This article was first published in the Lex Witness December 2014 issue.
The Legal industry today is going through a cut-throat competition globally and there are several reasons behind the rat race. This varies from geography to geography and firm to firm. Better branding and positioning remains one of the many reasons that can be the ‘wish-list’ for a law firm’s managing partner to excel and see how best the firm can manage to make a mark.
However, following certain steps can help any law firm, irrespective of size or availability of resources (time and money), compete effectively for the attention of clients and referral sources. These steps will not only help enrich the law firm’s client list, but also grow the firm as a business from a long term perspective.
Step 1: Prepare a Business Plan
The business plan is an integral component of a well-constructed short term growth strategy, which is part and parcel of a long-term strategic plan. Expending efforts and resources without a well-thought out plan or reasoning place, and in reaction to randomly obtained advice rarely works in the long term. Applying a results-oriented approach forces you to quantify expected financial growth.
Benchmarks must be established to measure the business plan’s effectiveness.
Step 2: Conduct an Initial Assessment
Before committing to new branding and positioning endeavours, step back and thoroughly assess your current initiatives. Basic questions to address at the inception are:
- Who is your target market?
- What is your current brand?
- What was your branding and business development budget for the year?
- Have you identified your niche practice areas and specializations?
- Do you know your key client industries?
- How do you currently measure the effectiveness of marketing endeavours?
- What has been your past return on investment (ROI)?
Step 3: Carve, Differentiate and Evolve Your Brand
Most law firms let their brand develop as a part of the flow. Many of such law firms engage in a “visible branding” initiatives, such as graphic components such as a logo and randomly chosen tag lines, neglecting to strategically develop image and core message.
Start defining your ideal brand by exploring the unique qualities that differentiate you from your competitors. A strategically positioned law firm resonates with us in a significant way, and create its own individuality. Consequentially, this may not appeal to every current and prospective clients.
The firm should own the category it aspires to be positioned in, and ideally should be the first in a position. Differentiation is key!
Step 4: Write Down Monthly Goals for Branding and Business Development Initiatives
Strategic branding and business development plans yield best results only when carefully laid out steps are implemented on a consistent and persistent basis. Create or adopt an activity management and accountability system that keeps you on track.

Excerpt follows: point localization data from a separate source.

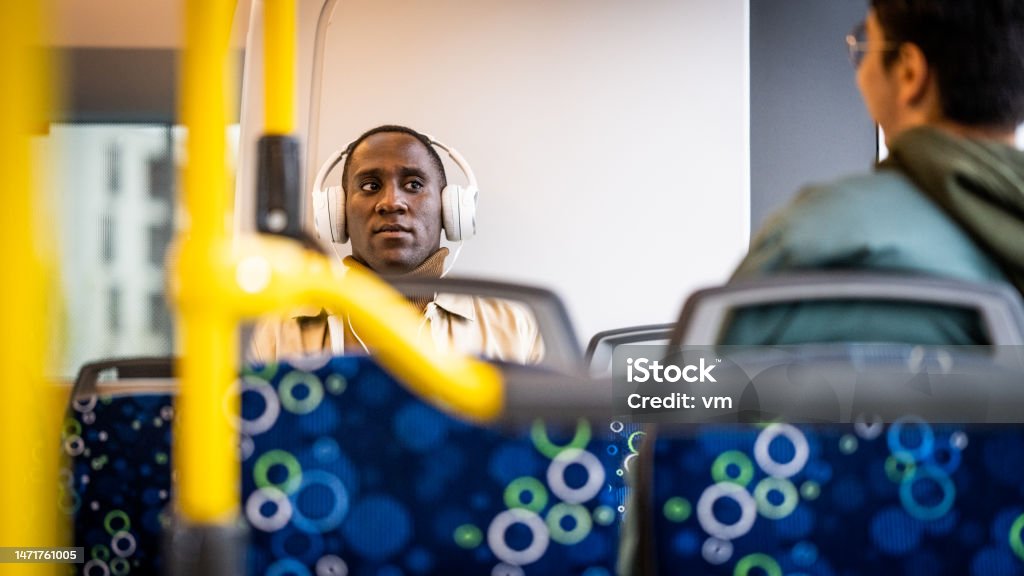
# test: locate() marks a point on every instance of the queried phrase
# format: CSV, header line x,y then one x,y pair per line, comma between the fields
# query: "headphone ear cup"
x,y
459,212
336,213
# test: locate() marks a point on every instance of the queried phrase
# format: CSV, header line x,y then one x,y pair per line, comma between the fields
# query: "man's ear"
x,y
915,82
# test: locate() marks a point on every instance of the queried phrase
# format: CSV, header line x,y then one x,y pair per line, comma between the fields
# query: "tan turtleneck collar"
x,y
433,266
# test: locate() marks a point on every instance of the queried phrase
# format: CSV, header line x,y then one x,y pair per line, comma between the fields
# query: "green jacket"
x,y
940,205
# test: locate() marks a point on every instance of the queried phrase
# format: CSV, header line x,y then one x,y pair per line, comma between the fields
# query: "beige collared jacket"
x,y
492,328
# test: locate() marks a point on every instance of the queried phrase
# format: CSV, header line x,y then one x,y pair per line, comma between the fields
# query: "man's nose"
x,y
391,200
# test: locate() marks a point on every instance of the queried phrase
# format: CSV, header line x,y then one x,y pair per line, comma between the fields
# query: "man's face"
x,y
392,203
877,83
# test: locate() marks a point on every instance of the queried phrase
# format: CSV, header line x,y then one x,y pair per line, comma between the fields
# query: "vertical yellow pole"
x,y
28,433
205,443
279,35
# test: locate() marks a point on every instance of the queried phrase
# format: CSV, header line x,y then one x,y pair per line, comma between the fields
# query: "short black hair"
x,y
434,158
975,48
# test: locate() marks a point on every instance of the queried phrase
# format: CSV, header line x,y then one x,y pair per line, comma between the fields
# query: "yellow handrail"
x,y
219,281
28,429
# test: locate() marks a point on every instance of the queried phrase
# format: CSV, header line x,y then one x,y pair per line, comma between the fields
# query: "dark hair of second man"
x,y
976,49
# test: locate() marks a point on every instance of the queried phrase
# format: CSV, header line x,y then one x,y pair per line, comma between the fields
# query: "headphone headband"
x,y
458,203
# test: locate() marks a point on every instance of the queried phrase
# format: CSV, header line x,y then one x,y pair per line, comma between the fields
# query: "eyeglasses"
x,y
857,44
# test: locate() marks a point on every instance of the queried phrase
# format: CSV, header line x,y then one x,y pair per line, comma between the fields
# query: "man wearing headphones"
x,y
393,203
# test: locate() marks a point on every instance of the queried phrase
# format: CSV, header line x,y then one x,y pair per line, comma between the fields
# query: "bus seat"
x,y
878,495
345,471
116,485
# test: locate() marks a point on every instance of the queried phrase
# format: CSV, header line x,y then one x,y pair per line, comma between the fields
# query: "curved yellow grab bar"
x,y
220,283
217,281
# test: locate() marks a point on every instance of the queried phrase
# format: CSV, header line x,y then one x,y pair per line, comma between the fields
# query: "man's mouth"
x,y
391,229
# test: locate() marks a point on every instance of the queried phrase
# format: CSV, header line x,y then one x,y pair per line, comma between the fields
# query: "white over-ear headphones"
x,y
458,203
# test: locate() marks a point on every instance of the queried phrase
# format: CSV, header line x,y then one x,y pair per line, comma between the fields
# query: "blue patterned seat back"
x,y
117,484
904,498
346,472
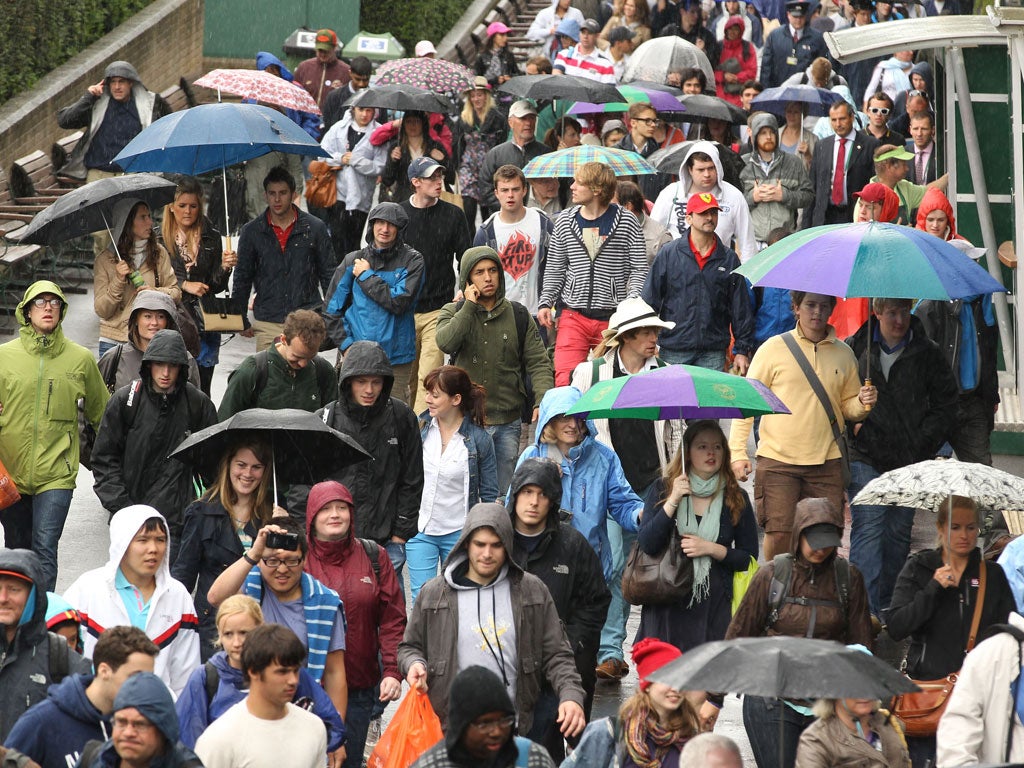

Don’t waste resources, in terms of money, time and talent, on anything that is not measurable. Identifying or creating long term customized positioning platforms, like your own blog or newsletters, can not only be much more effective as compared to a display ad (Indian law firms can only advertise outside India), but also easily measurable.
Step 5: Establish a Specific and Consistent Follow-up Process
The reason that follow-up is so important is because that is where all the revenue is. It is not found in the introductory event, pitch or handshake. The frequency and method of future contact with the prospective client or referral source is context dependent. Bear in mind it takes 7 “touches” to establish a relationship. With online touches that number increases to 7-16 times. Sometimes the situation calls for an immediate lunch or even a phone call. When immediacy is not necessary or appropriate, you could schedule periodic “soft touches” over the course of the upcoming year. “Soft touches” include sending notifications of blog posts, copies of your published articles, and invitations to firm-sponsored seminars.
Step 6: Monitor and Reassess Results
A structured approach for accountability and assessing ROI creates the basis for shifting away from efforts that aren’t productive and directing resources toward endeavours that prove profitable. However, it is essential to keep in mind that some marketing initiatives take longer than others to produce appreciable results.
Once you have given the particular plan a reasonable amount of time to produce results, analyze whether you are satisfied with the ROI. If not, revise the plan on your own or consider investing in a short-term contract with a consultant experienced in law firm marketing to get you on the right track.
In one of my previous articles, we had also discussed THE RULE OF 2.5% AND 200 HOURS. This is where you calculate the 2.5 % of the firm’s gross revenue, and invest that money directly on generating new business, like on taking clients out to lunch, or business development trips, conference sponsorships and so on.
Alongside the monetary investment, it is key to put in man-hours in all positioning and active business development initiatives. 200 hours may sound like a lot, but when you break it down on a per week basis, it’s really only about four hours a week.
When you take out such a measurable and tangible sum out of your firm’s revenue and invest it back into growing the firm, you psychologically become accountable to every initiative you pursue.
Like most worthwhile endeavours, the marketing process requires effort, focus, and commitment. Branding and business developmental projects affect the future of the firm’s practice and are just as important as short term production and billable hours.
As the well renowned former Harvard Business School professor and expert on the management of professional service firms – David Maister says, “Your billable time is your current income, but your non-billable time is your future.”